Une autre attitude majeure consiste à replacer l’objet dans la série « logique » du type d’évolution artisanale, dont il ressort soit comme jalon intermédiaire, soit comme aboutissement. On entre là dans le domaine des séries techniques, où règne beaucoup plus de complexité, les étapes ne suivant pas la ligne idéale d’évolution prévue par l’hypothèse de travail. Les chevauchements des évolutions, le fourmillement des formes, les intermittences dues aux situations historiques et géographiques, outre les appartenances culturelles diverses, font de la véritable « histoire des choses » un jeu constant entre cette ligne idéale et l’intégration concrète dans les événements.

La muséographie actuelle utilise beaucoup cette méthode d’exposition, où l’objet s’insère dans une explication évolutive. L’étude ainsi conduite a un intérêt primordial : celui d’éclairer d’abord, au plus près, ce qui constitue le mécanisme des lois propres à la typologie, c’est-à-dire, succintement, l’analyse relationnelle entre matière employée, procédé de fabrication, fonction et morphologie. Seul un dispositif de séquences traduisant, dans la mesure du possible, typologie et chronologie permet de caractériser avec assez de rigueur un objet, ce terme étant entendu dans le sens le plus large d’artefact. Parmi d’autres exemples, dans tout le champ de la technologie et des objets les plus frustes aux « chefs-d’œuvre », l’histoire du couteau ouvre une perspective immense. À partir du biface acheuléen et des lames magdaléniennes, l’idée-couteau va se précisant et se diversifiant : couvert de style, poignard yéménite, sabre japonais.

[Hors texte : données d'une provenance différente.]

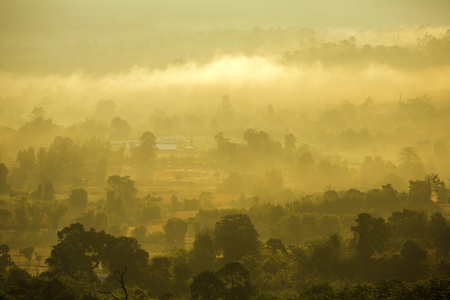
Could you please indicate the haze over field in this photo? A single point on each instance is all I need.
(224, 149)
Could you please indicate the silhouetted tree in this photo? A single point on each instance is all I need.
(207, 286)
(371, 234)
(5, 258)
(203, 252)
(147, 149)
(175, 230)
(78, 198)
(234, 230)
(236, 279)
(4, 185)
(413, 260)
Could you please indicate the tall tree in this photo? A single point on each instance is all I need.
(234, 230)
(371, 234)
(4, 185)
(147, 149)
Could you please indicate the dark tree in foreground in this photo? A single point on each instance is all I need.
(236, 279)
(78, 198)
(207, 286)
(4, 186)
(27, 253)
(371, 234)
(175, 230)
(236, 236)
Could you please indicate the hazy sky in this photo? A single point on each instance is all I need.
(204, 14)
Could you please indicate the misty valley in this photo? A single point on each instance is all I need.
(164, 162)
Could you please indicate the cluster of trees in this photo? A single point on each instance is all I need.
(428, 51)
(380, 260)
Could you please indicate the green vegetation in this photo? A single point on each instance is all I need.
(224, 150)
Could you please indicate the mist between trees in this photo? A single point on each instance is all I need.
(262, 163)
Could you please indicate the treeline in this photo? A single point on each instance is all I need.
(427, 51)
(228, 261)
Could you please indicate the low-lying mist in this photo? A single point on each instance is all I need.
(248, 79)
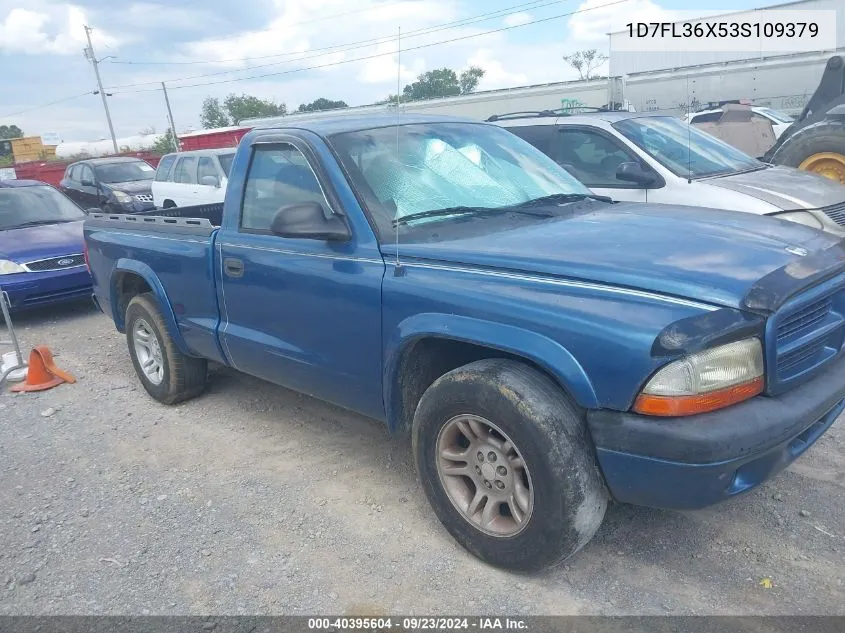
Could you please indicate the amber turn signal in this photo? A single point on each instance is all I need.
(671, 406)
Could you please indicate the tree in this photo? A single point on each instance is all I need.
(212, 114)
(443, 82)
(236, 108)
(246, 107)
(321, 104)
(165, 144)
(470, 79)
(585, 62)
(10, 131)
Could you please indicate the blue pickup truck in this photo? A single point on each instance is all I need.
(546, 349)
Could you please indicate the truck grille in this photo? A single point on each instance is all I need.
(808, 332)
(56, 263)
(836, 212)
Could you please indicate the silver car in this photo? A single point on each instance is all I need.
(642, 157)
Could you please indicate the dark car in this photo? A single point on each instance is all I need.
(42, 257)
(116, 185)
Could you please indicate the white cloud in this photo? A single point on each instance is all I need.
(597, 18)
(495, 74)
(515, 19)
(57, 30)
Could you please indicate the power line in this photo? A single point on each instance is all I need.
(376, 55)
(45, 105)
(348, 61)
(375, 40)
(339, 48)
(220, 61)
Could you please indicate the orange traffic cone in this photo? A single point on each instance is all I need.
(43, 373)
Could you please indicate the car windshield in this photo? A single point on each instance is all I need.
(684, 149)
(777, 115)
(413, 169)
(124, 172)
(30, 206)
(226, 162)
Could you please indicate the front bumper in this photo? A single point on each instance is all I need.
(695, 462)
(29, 290)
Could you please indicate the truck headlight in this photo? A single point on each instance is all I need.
(705, 381)
(8, 267)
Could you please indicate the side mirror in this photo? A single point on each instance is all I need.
(307, 220)
(636, 173)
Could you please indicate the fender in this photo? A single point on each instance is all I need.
(124, 265)
(545, 352)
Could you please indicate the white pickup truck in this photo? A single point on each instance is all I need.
(184, 179)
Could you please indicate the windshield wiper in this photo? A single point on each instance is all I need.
(39, 223)
(563, 198)
(464, 210)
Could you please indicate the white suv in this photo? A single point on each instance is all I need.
(647, 157)
(197, 177)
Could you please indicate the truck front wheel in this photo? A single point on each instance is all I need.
(507, 464)
(167, 374)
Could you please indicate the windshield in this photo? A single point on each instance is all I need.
(226, 162)
(683, 148)
(124, 172)
(22, 206)
(412, 169)
(782, 117)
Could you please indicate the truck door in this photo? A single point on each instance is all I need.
(302, 313)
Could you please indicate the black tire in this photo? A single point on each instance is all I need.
(824, 136)
(570, 497)
(184, 376)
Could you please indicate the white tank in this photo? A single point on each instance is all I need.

Certains points d’articulation de la morphologie doivent retenir l’attention dans les arts populaires : rapports entre matériau et forme, entre support et décor, entre forme, décor et figuration... Ce grand nombre de variables trouve une de ses meilleures illustrations dans l’éventail quasi universel et millénaire de la poterie*.

Mais l’étude de la technologie, toujours nécessaire, montre pourtant ses limites. Elle aussi est contrainte à une certaine abstraction, de telle sorte qu’elle risque parfois de faire oublier que, derrière les œuvres, il y a les hommes.